Rudolf Kremers and Alex May - Dyson review
battle with seeds and trees in an asteroid belt
Review date: 02 June, 2009. Review by: Darren Allan
The concept is one of a rather laid back war, with a streamlined interface to direct it, all played out to some gentle ambient tunes in the background. Beginning with one asteroid, a single tree and some seedlings, the player must use the seedlings to swarm across space and take over new rocks.
Claiming an asteroid is simply a matter of clicking and dragging an arrow from one of yours to another, which sends all available seedlings to attack. Once taken over, you can order seedlings to plant themselves, letting a new tree take root which creates more new seedlings. The strategy revolves around deciding how fast to expand and how quickly to use seedlings to plant without leaving yourself too low on numbers to defend your empire if attacked.
There's a slight twist with the asteroids, namely that they imbue the seedlings produced on them with specific health, attack and speed statistics, so some are more valuable than others.
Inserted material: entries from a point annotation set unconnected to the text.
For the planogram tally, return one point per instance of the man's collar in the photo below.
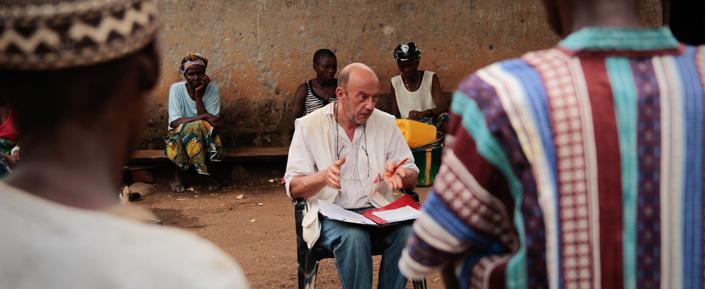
(329, 108)
(620, 39)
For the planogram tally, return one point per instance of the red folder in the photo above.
(403, 201)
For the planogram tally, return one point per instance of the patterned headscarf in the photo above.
(192, 59)
(407, 51)
(58, 34)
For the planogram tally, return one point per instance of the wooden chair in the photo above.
(307, 260)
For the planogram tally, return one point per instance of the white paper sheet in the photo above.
(398, 215)
(335, 212)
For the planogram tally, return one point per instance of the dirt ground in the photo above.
(257, 229)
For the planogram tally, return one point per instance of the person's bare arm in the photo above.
(297, 110)
(183, 120)
(395, 106)
(441, 100)
(307, 186)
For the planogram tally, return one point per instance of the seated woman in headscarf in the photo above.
(417, 93)
(194, 106)
(317, 92)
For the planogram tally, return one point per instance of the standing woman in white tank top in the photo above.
(417, 93)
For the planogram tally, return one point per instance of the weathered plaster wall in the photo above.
(261, 50)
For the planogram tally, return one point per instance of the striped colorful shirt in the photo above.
(577, 167)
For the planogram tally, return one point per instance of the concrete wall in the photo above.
(261, 50)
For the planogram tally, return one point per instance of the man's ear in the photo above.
(148, 63)
(339, 92)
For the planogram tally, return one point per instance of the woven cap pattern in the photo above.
(68, 34)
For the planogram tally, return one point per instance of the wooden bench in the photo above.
(244, 153)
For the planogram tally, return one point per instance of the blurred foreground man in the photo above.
(77, 75)
(579, 166)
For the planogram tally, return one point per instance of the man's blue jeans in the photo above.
(352, 246)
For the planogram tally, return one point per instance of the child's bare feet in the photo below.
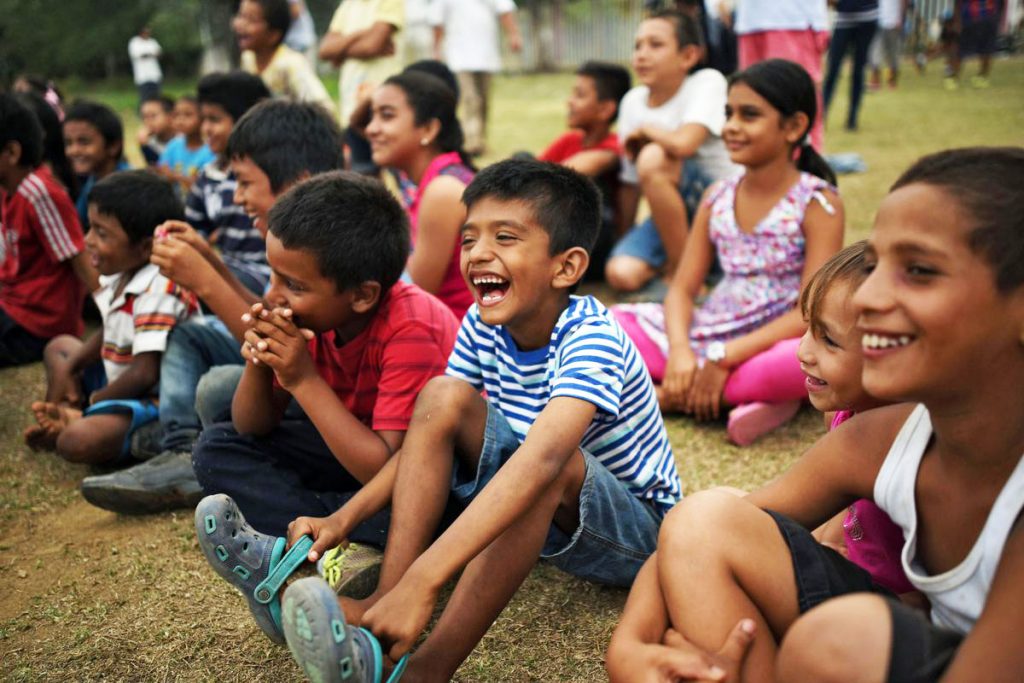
(51, 419)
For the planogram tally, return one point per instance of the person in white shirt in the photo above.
(469, 32)
(144, 52)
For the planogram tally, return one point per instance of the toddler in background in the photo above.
(185, 154)
(771, 227)
(157, 130)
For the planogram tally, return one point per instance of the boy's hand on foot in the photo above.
(399, 616)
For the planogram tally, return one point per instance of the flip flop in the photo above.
(329, 649)
(142, 413)
(253, 562)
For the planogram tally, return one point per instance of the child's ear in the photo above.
(796, 126)
(366, 295)
(571, 265)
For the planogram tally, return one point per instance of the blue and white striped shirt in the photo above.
(590, 357)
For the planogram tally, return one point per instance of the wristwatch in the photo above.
(716, 352)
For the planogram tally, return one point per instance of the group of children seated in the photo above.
(310, 357)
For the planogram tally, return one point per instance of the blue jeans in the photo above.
(289, 473)
(194, 347)
(617, 530)
(859, 37)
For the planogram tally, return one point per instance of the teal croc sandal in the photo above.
(253, 562)
(329, 649)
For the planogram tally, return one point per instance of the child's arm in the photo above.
(686, 283)
(823, 237)
(282, 346)
(135, 381)
(257, 406)
(183, 256)
(441, 214)
(990, 645)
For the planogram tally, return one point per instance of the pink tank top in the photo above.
(872, 541)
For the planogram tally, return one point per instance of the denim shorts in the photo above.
(643, 242)
(617, 530)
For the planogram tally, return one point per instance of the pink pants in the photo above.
(805, 47)
(771, 377)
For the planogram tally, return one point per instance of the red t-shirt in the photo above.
(571, 142)
(39, 235)
(379, 374)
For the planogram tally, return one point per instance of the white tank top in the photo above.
(957, 595)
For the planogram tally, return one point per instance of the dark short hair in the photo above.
(100, 117)
(565, 204)
(166, 101)
(139, 200)
(18, 124)
(236, 92)
(610, 81)
(986, 183)
(430, 97)
(287, 139)
(278, 14)
(847, 265)
(351, 224)
(685, 28)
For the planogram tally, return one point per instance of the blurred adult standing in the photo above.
(795, 30)
(144, 52)
(468, 30)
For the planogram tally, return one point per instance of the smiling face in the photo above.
(252, 191)
(251, 29)
(216, 126)
(657, 57)
(754, 131)
(932, 319)
(87, 151)
(110, 249)
(394, 136)
(296, 283)
(833, 358)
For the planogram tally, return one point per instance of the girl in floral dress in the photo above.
(771, 227)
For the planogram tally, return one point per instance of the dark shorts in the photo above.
(921, 651)
(978, 37)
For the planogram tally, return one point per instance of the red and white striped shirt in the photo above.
(39, 235)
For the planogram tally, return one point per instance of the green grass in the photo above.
(89, 595)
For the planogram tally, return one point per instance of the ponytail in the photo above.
(809, 161)
(787, 87)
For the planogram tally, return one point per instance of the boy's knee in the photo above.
(626, 273)
(840, 640)
(702, 519)
(653, 161)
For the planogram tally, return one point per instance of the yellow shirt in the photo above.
(359, 75)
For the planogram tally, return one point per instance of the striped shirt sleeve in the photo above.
(591, 367)
(55, 220)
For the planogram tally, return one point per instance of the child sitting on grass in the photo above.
(44, 271)
(273, 145)
(185, 154)
(565, 458)
(210, 206)
(94, 145)
(941, 324)
(139, 307)
(591, 147)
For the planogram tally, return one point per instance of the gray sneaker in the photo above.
(164, 482)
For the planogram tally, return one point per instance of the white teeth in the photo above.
(872, 341)
(488, 280)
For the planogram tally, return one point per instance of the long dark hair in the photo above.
(429, 98)
(790, 89)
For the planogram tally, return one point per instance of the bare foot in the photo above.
(51, 419)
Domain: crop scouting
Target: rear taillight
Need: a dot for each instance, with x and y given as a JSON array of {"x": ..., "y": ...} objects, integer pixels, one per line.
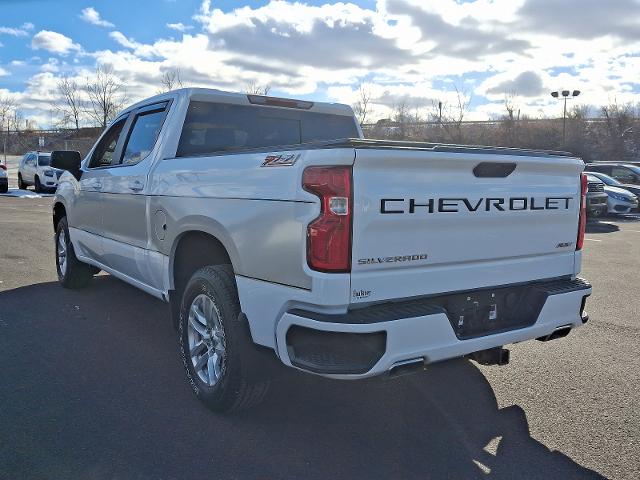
[
  {"x": 329, "y": 235},
  {"x": 582, "y": 222}
]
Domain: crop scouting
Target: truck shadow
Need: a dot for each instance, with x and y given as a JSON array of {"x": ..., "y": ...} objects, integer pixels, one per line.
[{"x": 103, "y": 395}]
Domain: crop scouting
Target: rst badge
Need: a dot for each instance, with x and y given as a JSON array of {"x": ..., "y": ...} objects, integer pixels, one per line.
[{"x": 285, "y": 160}]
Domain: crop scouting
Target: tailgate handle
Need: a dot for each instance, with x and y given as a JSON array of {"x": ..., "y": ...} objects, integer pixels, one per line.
[{"x": 494, "y": 169}]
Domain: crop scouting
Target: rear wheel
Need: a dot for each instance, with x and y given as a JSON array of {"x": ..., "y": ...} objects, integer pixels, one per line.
[
  {"x": 72, "y": 273},
  {"x": 215, "y": 353}
]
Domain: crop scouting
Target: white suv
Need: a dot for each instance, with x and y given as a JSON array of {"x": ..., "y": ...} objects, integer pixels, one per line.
[{"x": 35, "y": 170}]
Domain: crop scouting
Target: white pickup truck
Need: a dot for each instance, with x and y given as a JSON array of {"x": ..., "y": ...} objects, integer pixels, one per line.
[{"x": 276, "y": 232}]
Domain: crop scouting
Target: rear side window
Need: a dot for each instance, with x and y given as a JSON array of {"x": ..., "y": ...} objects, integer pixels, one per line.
[
  {"x": 142, "y": 138},
  {"x": 211, "y": 128},
  {"x": 103, "y": 155}
]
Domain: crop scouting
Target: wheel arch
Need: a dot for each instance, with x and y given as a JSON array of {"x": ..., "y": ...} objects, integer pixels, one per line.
[
  {"x": 59, "y": 212},
  {"x": 193, "y": 249}
]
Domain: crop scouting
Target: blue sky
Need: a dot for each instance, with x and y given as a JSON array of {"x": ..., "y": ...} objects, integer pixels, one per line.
[{"x": 402, "y": 52}]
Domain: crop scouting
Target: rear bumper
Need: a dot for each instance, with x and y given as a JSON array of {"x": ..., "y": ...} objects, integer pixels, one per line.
[{"x": 372, "y": 345}]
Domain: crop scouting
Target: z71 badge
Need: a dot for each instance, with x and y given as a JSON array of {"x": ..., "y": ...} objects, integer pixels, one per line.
[{"x": 280, "y": 160}]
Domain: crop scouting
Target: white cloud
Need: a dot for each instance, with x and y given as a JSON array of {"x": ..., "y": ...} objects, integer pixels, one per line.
[
  {"x": 53, "y": 42},
  {"x": 92, "y": 16},
  {"x": 17, "y": 32},
  {"x": 179, "y": 27},
  {"x": 403, "y": 49}
]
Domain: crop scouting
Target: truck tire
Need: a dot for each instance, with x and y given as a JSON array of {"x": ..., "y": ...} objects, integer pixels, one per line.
[
  {"x": 72, "y": 273},
  {"x": 214, "y": 349}
]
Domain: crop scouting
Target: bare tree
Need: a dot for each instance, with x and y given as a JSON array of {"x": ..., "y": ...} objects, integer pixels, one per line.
[
  {"x": 71, "y": 106},
  {"x": 255, "y": 88},
  {"x": 619, "y": 120},
  {"x": 106, "y": 96},
  {"x": 170, "y": 80},
  {"x": 509, "y": 120},
  {"x": 7, "y": 104},
  {"x": 452, "y": 115},
  {"x": 362, "y": 107}
]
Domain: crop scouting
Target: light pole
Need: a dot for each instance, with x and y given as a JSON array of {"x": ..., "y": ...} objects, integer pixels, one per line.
[{"x": 565, "y": 94}]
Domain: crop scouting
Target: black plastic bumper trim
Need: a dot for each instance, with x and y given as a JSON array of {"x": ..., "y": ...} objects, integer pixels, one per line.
[{"x": 390, "y": 311}]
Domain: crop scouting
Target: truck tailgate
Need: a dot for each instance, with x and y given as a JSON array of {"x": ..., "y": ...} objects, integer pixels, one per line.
[{"x": 429, "y": 222}]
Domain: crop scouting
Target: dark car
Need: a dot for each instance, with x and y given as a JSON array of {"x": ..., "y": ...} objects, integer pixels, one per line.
[
  {"x": 623, "y": 172},
  {"x": 596, "y": 197}
]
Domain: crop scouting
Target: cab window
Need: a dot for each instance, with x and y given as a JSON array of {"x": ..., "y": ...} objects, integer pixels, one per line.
[
  {"x": 104, "y": 154},
  {"x": 144, "y": 132}
]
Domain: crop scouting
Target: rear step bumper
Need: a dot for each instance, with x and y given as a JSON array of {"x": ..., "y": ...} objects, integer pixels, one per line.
[{"x": 385, "y": 338}]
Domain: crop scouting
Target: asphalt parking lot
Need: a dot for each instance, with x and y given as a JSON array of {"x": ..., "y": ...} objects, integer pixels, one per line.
[{"x": 92, "y": 387}]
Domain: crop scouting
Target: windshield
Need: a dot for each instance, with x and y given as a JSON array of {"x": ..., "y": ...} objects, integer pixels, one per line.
[{"x": 606, "y": 178}]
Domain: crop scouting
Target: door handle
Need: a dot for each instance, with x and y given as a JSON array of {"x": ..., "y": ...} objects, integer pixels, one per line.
[{"x": 136, "y": 186}]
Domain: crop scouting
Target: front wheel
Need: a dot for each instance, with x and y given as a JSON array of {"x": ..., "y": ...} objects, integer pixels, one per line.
[
  {"x": 215, "y": 354},
  {"x": 72, "y": 273}
]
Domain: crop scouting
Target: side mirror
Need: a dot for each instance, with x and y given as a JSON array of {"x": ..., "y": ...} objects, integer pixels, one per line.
[{"x": 67, "y": 160}]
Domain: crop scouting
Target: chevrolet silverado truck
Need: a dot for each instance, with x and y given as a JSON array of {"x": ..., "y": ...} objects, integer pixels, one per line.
[{"x": 279, "y": 235}]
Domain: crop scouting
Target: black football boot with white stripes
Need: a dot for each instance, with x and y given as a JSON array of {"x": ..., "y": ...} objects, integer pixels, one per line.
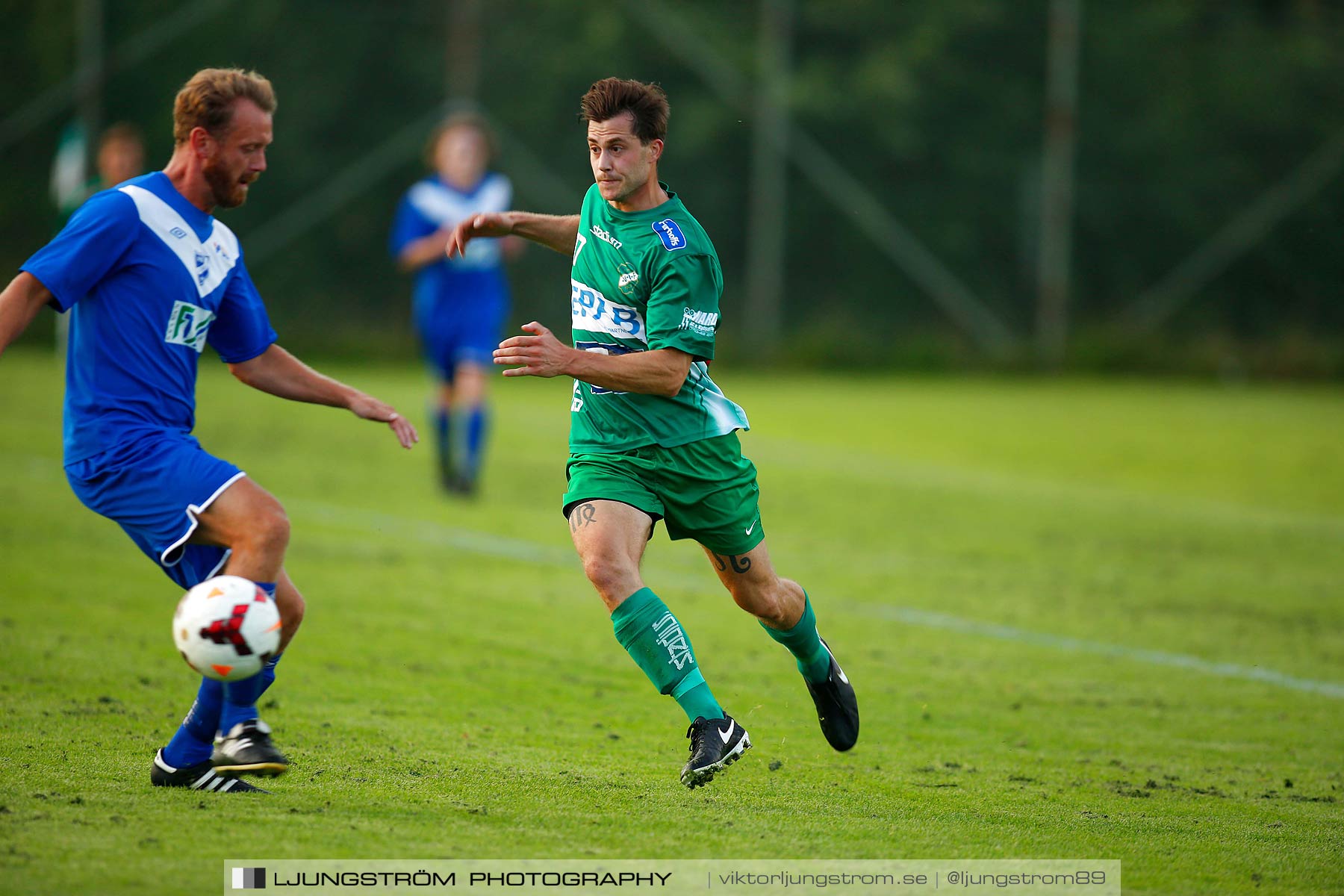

The game's mechanics engineer an impressive balance between ease of play and strategic depth, with just enough substance to give your tactical mettle a good testing.
Dyson's interface only has one weak spot. It's a cinch to order a full invasion, or right-click to send a single scout seedling out, but any other number of units must be specified with multiple right-clicks. Thus sending half an army on a mission is a rather clumsy process, and we'd have definitely welcomed some sort of hot-key system to facilitate troop selection by larger percentage increments.
There are also some apparent balance issues still to resolve. When we initially tackled one mission we got quite quickly and viciously trounced, and then on attempt number two we breezed through with no problems. However, Dyson isn't quite the finished product yet and the developer is still working on fine tuning.
Even so, it's pretty polished overall and provides six missions to get your rocks off to, all for the price of absolutely nothing. You certainly can't moan about that sort of value for money.
Verdict
Dyson is a cleverly designed and interestingly abstract strategic dollop of space conquest. It's well worth a download, even if there are still some slight rough edges here and there.